For a 65-year-old couple sitting on $2.4 million in retirement assets, that advice is wrong. The premium dollars buy a policy whose worst-case payout the portfolio can already cover, and the math leaves heirs measurably poorer if a claim never comes.

Running the actual numbers

Start with what the policy costs. Per current pricing for a couple at 65, hybrid life-LTC coverage runs $5,000 to $8,000 a year combined. Traditional standalone policies come in cheaper, at $3,500 to $5,500 a year. Either way, the cash leaves the household every year until a claim or death.

Stretch that out 20 years, to age 85, when the typical LTC need hits. Cumulative premiums total $70,000 to $160,000. Redirect those same dollars into a portfolio earning 6%, and they grow to $130,000 to $300,000. That 6% assumption is reasonable in context.

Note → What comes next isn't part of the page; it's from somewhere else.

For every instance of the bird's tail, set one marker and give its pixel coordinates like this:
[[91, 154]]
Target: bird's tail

The 10-year Treasury yields about 4.5% today, so a bond ladder alone closes much of the gap, and a balanced portfolio with equity exposure has historically cleared the rest over 20-year stretches.

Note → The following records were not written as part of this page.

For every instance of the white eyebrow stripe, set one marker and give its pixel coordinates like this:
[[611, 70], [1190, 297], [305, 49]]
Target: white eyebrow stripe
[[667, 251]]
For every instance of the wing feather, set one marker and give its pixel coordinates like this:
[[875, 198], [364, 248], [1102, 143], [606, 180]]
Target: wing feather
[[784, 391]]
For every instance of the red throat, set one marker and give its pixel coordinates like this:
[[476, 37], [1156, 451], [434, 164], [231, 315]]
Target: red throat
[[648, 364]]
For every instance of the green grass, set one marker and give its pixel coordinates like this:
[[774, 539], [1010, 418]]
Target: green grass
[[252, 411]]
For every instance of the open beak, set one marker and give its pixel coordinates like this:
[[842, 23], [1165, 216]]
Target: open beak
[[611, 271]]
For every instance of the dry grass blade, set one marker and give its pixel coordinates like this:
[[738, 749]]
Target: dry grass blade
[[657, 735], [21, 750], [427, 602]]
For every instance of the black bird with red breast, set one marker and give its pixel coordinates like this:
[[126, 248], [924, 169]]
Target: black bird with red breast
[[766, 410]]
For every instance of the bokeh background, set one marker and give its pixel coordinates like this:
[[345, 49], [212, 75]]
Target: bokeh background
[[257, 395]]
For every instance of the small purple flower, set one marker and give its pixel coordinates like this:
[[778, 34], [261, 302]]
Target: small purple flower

Now the liability side. Average lifetime LTC use runs 2 to 3 years at $7,000 to $10,000 per month, putting the total expected lifetime bill at $170,000 to $360,000 in current dollars. Inflation will push that higher: core PCE has risen meaningfully over the past year, and healthcare typically runs hotter than the index.

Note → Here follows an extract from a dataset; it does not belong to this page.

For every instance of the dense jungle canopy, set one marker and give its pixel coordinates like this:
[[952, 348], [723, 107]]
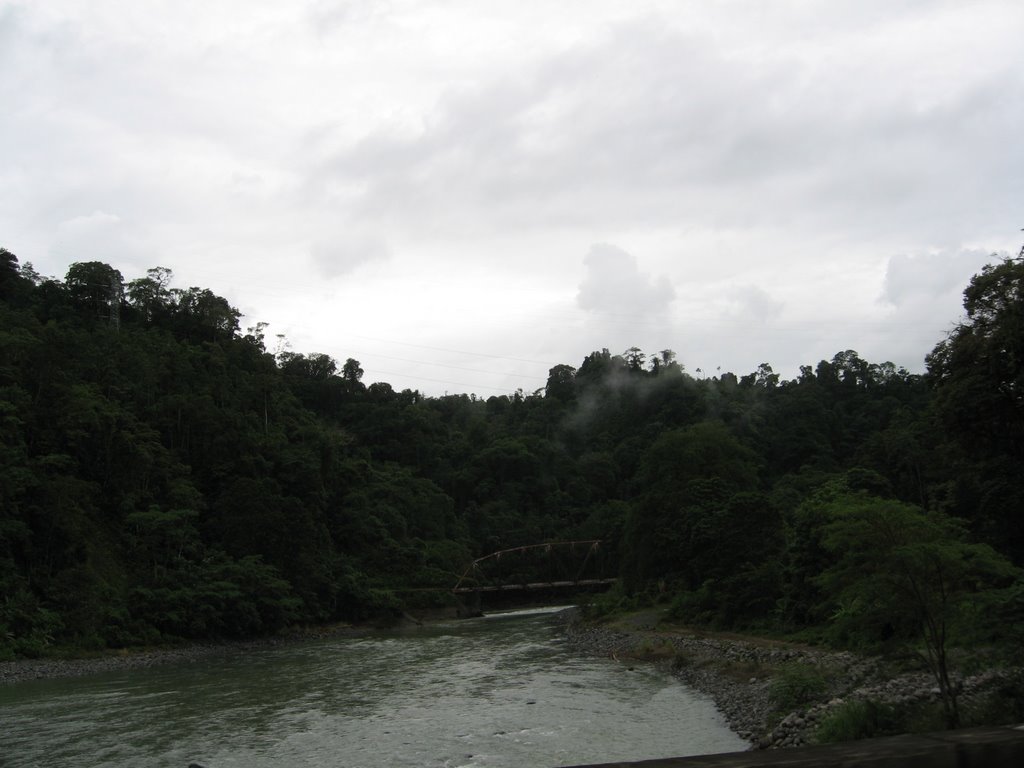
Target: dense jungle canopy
[[163, 476]]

The self-insurance pot funds the expected liability. If neither spouse ever needs extended care, the money stays in the estate. Premiums paid to a carrier do not.

The variable that flips the answer

Portfolio size, and almost nothing else, determines whether Orman’s advice helps or hurts. A $300,000 care bill on a $2.4M portfolio takes a 13% bite. The same bill on a $700,000 nest egg takes 43% and leaves the surviving spouse exposed for decades.

That is why the breakeven for traditional LTC coverage sits between $500,000 and $1.5 million in liquid retirement assets. In that range, the premium is buying protection against genuine ruin. Above $2M, the carrier is selling protection against a shock the portfolio already absorbs, and charging 20 years of premiums for it.

What this couple should do instead

  1. Earmark an LTC sleeve. Set aside $300,000 to $500,000 in a conservative bond ladder dedicated to potential care costs. At today’s Treasury yield near 4.5%, the sleeve generates roughly $13,000 to $22,000 a year in interest while preserving principal.
  2. Price a hybrid before dismissing insurance entirely. A hybrid life-LTC policy pays a death benefit if care is never needed, which removes the “use it or lose it” problem of traditional coverage. For families who want a backstop without the premium-burn risk, this is the version worth a quote.
  3. Pull the Genworth Cost of Care numbers for your state. Care costs in Connecticut differ sharply from those in Mississippi. Plug your state’s actual monthly figure into the same arithmetic above.
  4. Map the Medicaid look-back. Federal rules review 5 years of asset transfers before Medicaid eligibility. Couples planning to protect non-portfolio assets need that clock started well in advance.

Orman’s advice fits the median household. For the couple sitting on $2.4 million, following it costs six figures over the next two decades.